La chronique de Ouassim Mehadi
Il est des silences qui valent des complicités et des prises de parole qui agissent comme des déflagrations. En visite à Alger, mercredi 28 janvier, Ségolène Royal n’a pas seulement porté sa casquette de présidente de l’association France-Algérie ; elle s’est érigée en témoin à charge contre une dérive médiatique qu’elle juge « inadmissible ». En brisant le sceau de la confidence sur les coulisses de l’émission « Complément d’enquête » diffusée le 22 janvier dernier sur France 2, l’ancienne candidate à l’Élysée a mis à nu les mécanismes d’une attaque nauséabonde qu’elle qualifie d’« injurieuse » contre l’Algérie.
Le récit de Ségolène Royal est celui d’une dignité. Invitée à occuper le célèbre « fauteuil rouge » pour clore l’émission, elle a exigé un droit de regard préalable, flairant le piège d’une mise en scène à charge. Ce qu’elle a vu l’a sidérée : un film sans aucune nuance, une œuvre de démolition systématique où « il n’y a pas un sujet positif ». Sa réponse fut cinglante : pas question de servir de caution, ni de doper l’audience d’une entreprise qu’elle désapprouve totalement. Par ce refus, elle souligne une vérité souvent occultée par le suivisme médiatique : la responsabilité des personnalités politiques face à l’attaque de basse échelle d’une nation souveraine.
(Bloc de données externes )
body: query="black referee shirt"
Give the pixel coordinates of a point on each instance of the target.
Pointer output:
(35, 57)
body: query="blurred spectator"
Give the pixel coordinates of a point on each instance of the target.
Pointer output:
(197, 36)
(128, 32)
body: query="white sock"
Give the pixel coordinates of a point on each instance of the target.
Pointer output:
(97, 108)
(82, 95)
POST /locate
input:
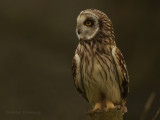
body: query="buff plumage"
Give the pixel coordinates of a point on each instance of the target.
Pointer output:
(99, 69)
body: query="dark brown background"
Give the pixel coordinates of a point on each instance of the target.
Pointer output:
(37, 43)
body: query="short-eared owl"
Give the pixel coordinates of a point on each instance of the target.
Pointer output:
(99, 69)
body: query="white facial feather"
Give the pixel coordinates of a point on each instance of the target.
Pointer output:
(87, 32)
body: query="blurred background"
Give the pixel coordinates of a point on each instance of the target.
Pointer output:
(37, 44)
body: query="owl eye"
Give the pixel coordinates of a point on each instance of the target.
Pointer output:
(88, 23)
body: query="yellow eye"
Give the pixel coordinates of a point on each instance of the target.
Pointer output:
(88, 23)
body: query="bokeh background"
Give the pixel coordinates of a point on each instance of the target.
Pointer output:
(37, 43)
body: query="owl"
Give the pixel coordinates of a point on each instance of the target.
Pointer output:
(98, 66)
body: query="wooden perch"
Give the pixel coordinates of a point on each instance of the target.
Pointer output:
(105, 115)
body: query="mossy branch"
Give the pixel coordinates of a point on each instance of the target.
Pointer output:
(105, 115)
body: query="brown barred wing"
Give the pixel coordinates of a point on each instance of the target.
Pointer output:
(122, 72)
(78, 82)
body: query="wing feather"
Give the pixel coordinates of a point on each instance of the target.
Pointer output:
(122, 72)
(78, 82)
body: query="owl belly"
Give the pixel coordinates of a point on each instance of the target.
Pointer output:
(100, 81)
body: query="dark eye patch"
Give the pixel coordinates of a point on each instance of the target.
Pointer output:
(89, 20)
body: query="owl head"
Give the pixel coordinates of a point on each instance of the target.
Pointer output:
(92, 23)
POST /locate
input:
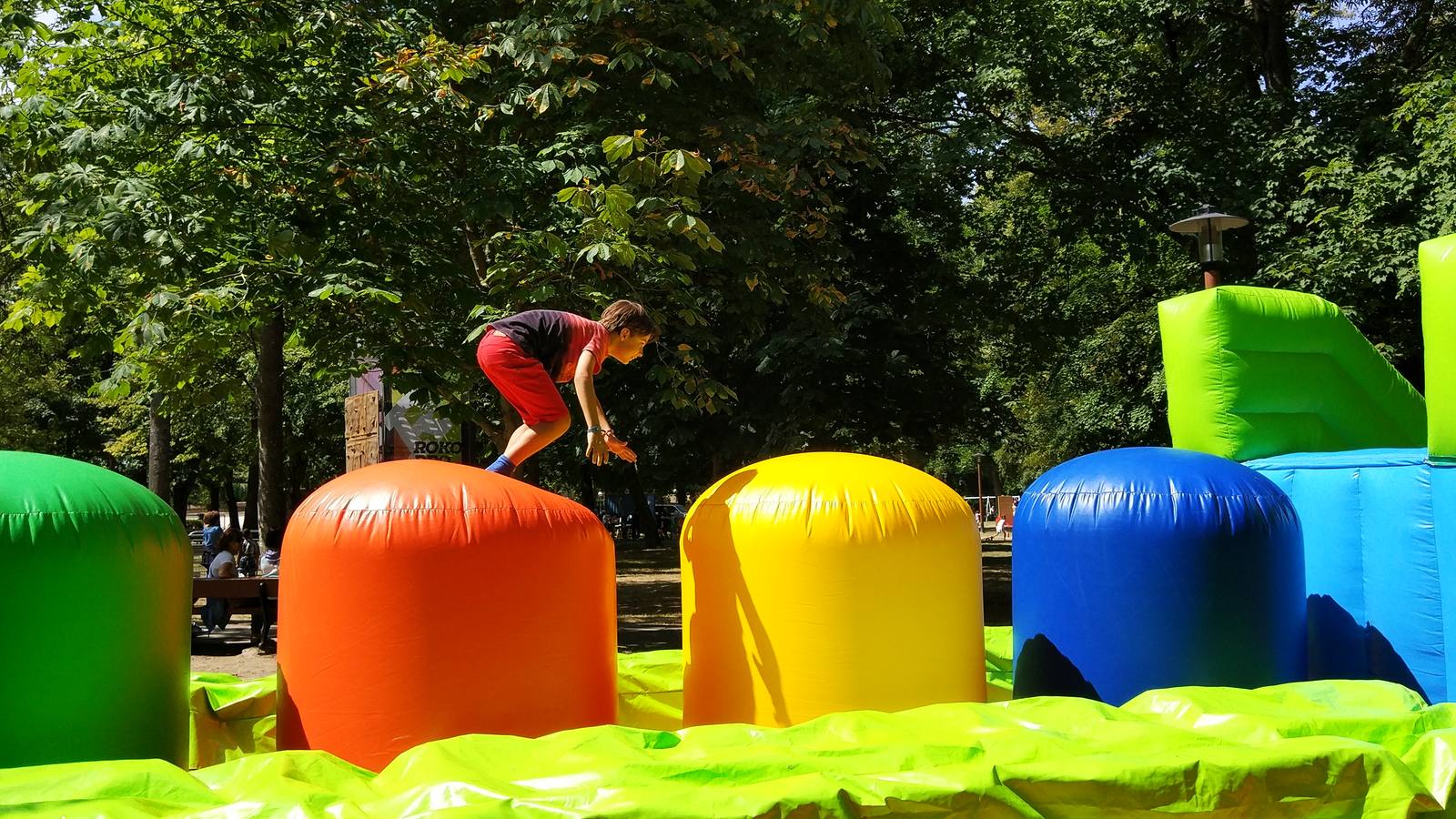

Mais au-delà de l’éthique journalistique, c’est une lecture politique acérée que propose Ségolène Royal. Elle pose une question de bon sens qui résonne comme un camouflet pour le Quai d’Orsay : qu’adviendrait-il si la télévision publique algérienne consacrait un tel réquisitoire, dénué de toute objectivité, au président Emmanuel Macron ? Le tollé diplomatique serait instantané. Cette asymétrie de traitement révèle, selon elle, un agenda caché. Le nom est lâché : Bruno Retailleau. L’ancienne ministre soupçonne l’ancien locataire de l’Intérieur d’avoir « orienté » ce projet funeste durant son passage au gouvernement. Pourquoi ? Pour injecter, à deux mois des élections municipales de mars, le « petit poison du soupçon » sur les élus binationaux d’origine algérienne. En utilisant des témoignages anonymes évoquant de soit disant « pressions consulaires », le reportage chercher à « disqualifier » ces élus, à en faire des « suspects d’ingérence » plutôt que des citoyens engagés dans la vie de leur cité. Cette analyse de Ségolène Royal rejoint l’indignation officielle d’Alger, qui a convoqué le chargé d’affaires de l’ambassade de France pour dénoncer ce qu’elle considère comme une énième hostilité médiatique. Pour la présidente de l’association France-Algérie, ce mécanisme est « signé » : il s’agit d’une tentative de fragiliser le pont humain que constituent les binationaux entre les deux rives, au moment précis où les enjeux électoraux locaux attisent les crispations identitaires.
Dans un paysage politique français où une certaine droite fait des attaques contre l’Algérie son fonds de commerce, la voix de Ségolène Royal détonne. Elle rappelle que la coopération entre les deux pays ne peut s’épanouir sur le terreau du mépris ou de la manipulation. En refusant de s’asseoir dans le fauteuil rouge de France 2, elle a choisi de rester debout pour défendre une vision de la relation franco-algérienne fondée sur le respect mutuel. Une leçon de courage politique qui souligne que, si la critique est libre, l’injure, elle, n’est jamais une base de dialogue.